What we could do is the following:

If the maxTokens parameter is not supplied, the implementation can remain as is
If maxTokens is provided, we will:
- Encode the input text (up to maxTokens tokens)
- We will decode it back internally to test if the decoded text matches the head of the input string
- If not, we will decrease the number of maxTokens and repeat the procedure until our decoded string matches the head of the input string. We would return the tokens list.

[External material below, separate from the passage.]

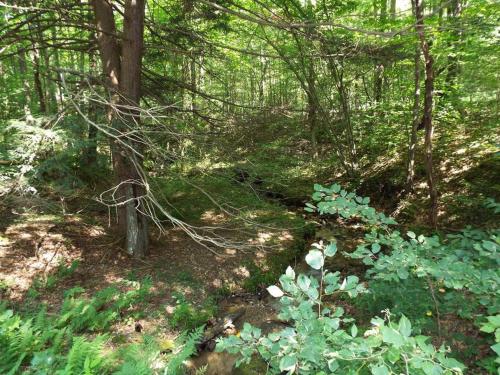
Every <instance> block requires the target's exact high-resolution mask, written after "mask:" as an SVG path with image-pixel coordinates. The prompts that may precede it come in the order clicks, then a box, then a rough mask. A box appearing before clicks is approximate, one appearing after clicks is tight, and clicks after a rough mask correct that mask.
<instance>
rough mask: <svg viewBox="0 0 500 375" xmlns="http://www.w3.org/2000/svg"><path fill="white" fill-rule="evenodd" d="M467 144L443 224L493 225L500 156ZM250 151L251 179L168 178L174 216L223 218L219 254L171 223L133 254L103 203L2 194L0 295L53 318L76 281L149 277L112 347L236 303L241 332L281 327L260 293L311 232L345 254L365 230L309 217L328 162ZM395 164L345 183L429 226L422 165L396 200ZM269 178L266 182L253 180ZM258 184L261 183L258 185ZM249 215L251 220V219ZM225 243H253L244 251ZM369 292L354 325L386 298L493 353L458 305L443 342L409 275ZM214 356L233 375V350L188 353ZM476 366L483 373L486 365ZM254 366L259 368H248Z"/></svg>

So in the example above, the returned tokens will be:

[40, 3021]

Doing so would avoid the issue with the multibyte characters. Of course, it will have an impact on the performance, but only for the use case when maxTokens parameter is provided. Your original use case will remain the same (performance-wise).

What do you think?

tox-p commented 1 year ago

Hmm, sounds good to me and would probably produce outputs that are more useful. I think the performance overhead is manageable, since this case will probably not happen that often and one has to opt-in into that behaviour by using the maxTokens variant. This would also offer an additional benefit instead of just using encode(x).sublist(0, maxTokens) since the library handles this edge case

But maybe the signature of encode with maxTokens should change and return an EncodingResult containing the list of tokens and a truncated boolean.

With the algorithm before one could make an educated guess, that the input was truncated when the token amount was matching the maxTokens (at least with the change I commented in the PR)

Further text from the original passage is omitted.